I am trying to use bitwise operators to convert four 16-bit integers into a single 64-bit integer in C (OS is Linux running Ubuntu 20.04 Server). My overall goal is to be able to do this with four 32-bit integers into a single 128-bit integer (an IPv6 source IP address from the four 32-bit integers inside the in6_addr struct). However, in my example below, I am using four 16-bit integers and a single 64-bit integer since I've had issues assigning 128-bit integers using GCC (I'd assume I can apply the same logic from below to my overall goal).
My system's byte order is also in little endian in this case. However, if you'd like to show how to do this on big endian as well, feel free to do so!
Here's my current testing code in C:
#include <stdio.h>
#include <inttypes.h>
int main()
{
uint16_t nums[4];
uint64_t num = 2310051230312123321;
uint64_t mainnum = 0;
#if __BYTE_ORDER__ == __ORDER_LITTLE_ENDIAN__
nums[0] = num >> 0; // xxxx ---- ---- ----
nums[1] = num >> 16; // ---- ---- ---- xxxx
nums[2] = num >> 32; // ---- ---- xxxx ----
nums[3] = num >> 48; // ---- xxxx ---- ----
#else
/*
nums[0] = num << 0;
nums[1] = num << 16;
nums[2] = num << 32;
nums[3] = num << 48;
*/
#endif
printf("Num => %" PRIu64 "\nNum #1 => %" PRIu16 "\nNum #2 => %" PRIu16 "\nNum #3 => %" PRIu16 "\nNum #4 => %" PRIu16 "\n\n", num, nums[0], nums[1], nums[2], nums[3]);
#if __BYTE_ORDER__ == __ORDER_LITTLE_ENDIAN__
mainnum = ((uint64_t)(nums[0] >> 16 | nums[1]) >> 48) | (nums[3] << 16 | nums[2]);
#else
/* ... */
#endif
uint16_t other[4];
other[0] = mainnum >> 0;
other[1] = mainnum >> 16;
other[2] = mainnum >> 32;
other[3] = mainnum >> 48;
printf("Num => %" PRIu64 "\nNum #1 => %" PRIu16 "\nNum #2 => %" PRIu16 "\nNum #3 => %" PRIu16 "\nNum #4 => %" PRIu16 "\n", mainnum, other[0], other[1], other[2], other[3]);
return 0;
}
The program outputs the following:
Num => 2310051230312123321
Num #1 => 19385
Num #2 => 54197
Num #3 => 62298
Num #4 => 8206
Num => 537850714
Num #1 => 62298
Num #2 => 8206
Num #3 => 0
Num #4 => 0
I want num and mainnum to be the same.
I know I am not understanding something here and I don't have much experience with bitwise operators.

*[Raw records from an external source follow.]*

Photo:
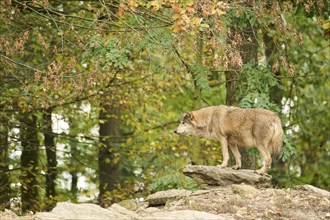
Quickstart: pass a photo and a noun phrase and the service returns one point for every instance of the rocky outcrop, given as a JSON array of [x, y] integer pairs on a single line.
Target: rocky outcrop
[[216, 176], [228, 194]]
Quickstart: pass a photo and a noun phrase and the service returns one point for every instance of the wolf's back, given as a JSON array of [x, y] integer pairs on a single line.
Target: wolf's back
[[277, 139]]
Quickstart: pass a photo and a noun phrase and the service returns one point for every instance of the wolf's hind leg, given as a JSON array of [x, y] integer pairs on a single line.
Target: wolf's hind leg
[[237, 157], [267, 160], [225, 154]]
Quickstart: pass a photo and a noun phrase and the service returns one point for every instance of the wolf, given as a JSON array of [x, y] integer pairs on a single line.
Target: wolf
[[233, 127]]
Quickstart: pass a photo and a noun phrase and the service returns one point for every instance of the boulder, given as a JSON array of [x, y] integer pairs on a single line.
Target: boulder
[[313, 189], [216, 176], [161, 197], [187, 215]]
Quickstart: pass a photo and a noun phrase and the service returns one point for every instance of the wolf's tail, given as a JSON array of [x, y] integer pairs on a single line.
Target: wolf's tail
[[277, 139]]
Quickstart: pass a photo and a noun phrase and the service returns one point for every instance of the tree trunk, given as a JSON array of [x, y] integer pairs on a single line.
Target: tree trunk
[[275, 93], [5, 190], [248, 51], [108, 161], [51, 161], [29, 164]]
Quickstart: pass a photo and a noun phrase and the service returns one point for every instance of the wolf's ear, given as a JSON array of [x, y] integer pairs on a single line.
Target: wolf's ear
[[189, 116]]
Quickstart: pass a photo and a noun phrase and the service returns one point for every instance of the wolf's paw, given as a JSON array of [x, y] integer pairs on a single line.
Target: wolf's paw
[[222, 166], [236, 167], [260, 172]]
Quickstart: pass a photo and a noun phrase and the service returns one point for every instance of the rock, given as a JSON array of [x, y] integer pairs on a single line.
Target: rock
[[215, 176], [123, 213], [66, 210], [244, 189], [187, 215], [161, 197], [129, 204], [310, 188]]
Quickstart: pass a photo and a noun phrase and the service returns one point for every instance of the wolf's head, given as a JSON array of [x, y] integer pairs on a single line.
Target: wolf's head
[[187, 124]]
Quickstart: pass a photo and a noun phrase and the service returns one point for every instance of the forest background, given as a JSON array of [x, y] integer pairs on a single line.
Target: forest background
[[91, 91]]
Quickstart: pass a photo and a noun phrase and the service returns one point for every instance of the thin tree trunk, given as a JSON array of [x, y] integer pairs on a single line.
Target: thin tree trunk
[[275, 93], [248, 51], [108, 162], [5, 190], [29, 164], [51, 161]]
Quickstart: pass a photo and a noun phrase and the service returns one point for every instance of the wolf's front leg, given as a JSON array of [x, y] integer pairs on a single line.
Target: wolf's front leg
[[237, 156], [225, 154]]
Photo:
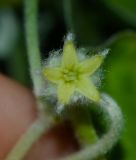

mainnum = ((uint64_t)(nums[0] >> 16 | nums[1]) >> 48) | (nums[3] << 16 | nums[2]);
To my understanding, I am starting at nums[0] and I'd assume this should populate the first 16 bits with this value. From here, I am shifting to the right by 16-bits to put us at the 48 bits offset and replace the 16 bits after that with nums[1] (in which, I believe is the most significant on little endian).
From here, I then shift mainnum to the right by 48 bits to put us at the 16 bit offset. I then replace the next 16 bits with nums[3] and shift to the left by 16 bits and replace the rest with nums[2].
I definitely need more practice with bitwise operators (it is on my to-do list) and I'm sure I'm doing something silly here. I just wanted to see if anybody could correct me on what I'm doing wrong.
Any help is highly appreciated and thank you for your time!
You need the same/corresponding indexes and shift amounts that you used to create nums from num:
nums[0] = num >> 0; // xxxx ---- ---- ----
nums[1] = num >> 16; // ---- ---- ---- xxxx
nums[2] = num >> 32; // ---- ---- xxxx ----
nums[3] = num >> 48; // ---- xxxx ---- ----
And, each term needs a (uint64_t) cast to force promotion to 64 bits. Otherwise, the shift will exceed the size used for intermediate terms on the right side of the assignment (e.g. they'll be done with int and/or unsigned int).
mainnum |= (uint64_t) nums[0] << 0;
mainnum |= (uint64_t) nums[1] << 16;
mainnum |= (uint64_t) nums[2] << 32;
mainnum |= (uint64_t) nums[3] << 48;
I prefer the above because it's cleaner/clearer and [when optimized] will produce the same code as doing it with a single statement:
mainnum =
(uint64_t) nums[0] << 0 |
(uint64_t) nums[1] << 16 |
(uint64_t) nums[2] << 32 |
(uint64_t) nums[3] << 48;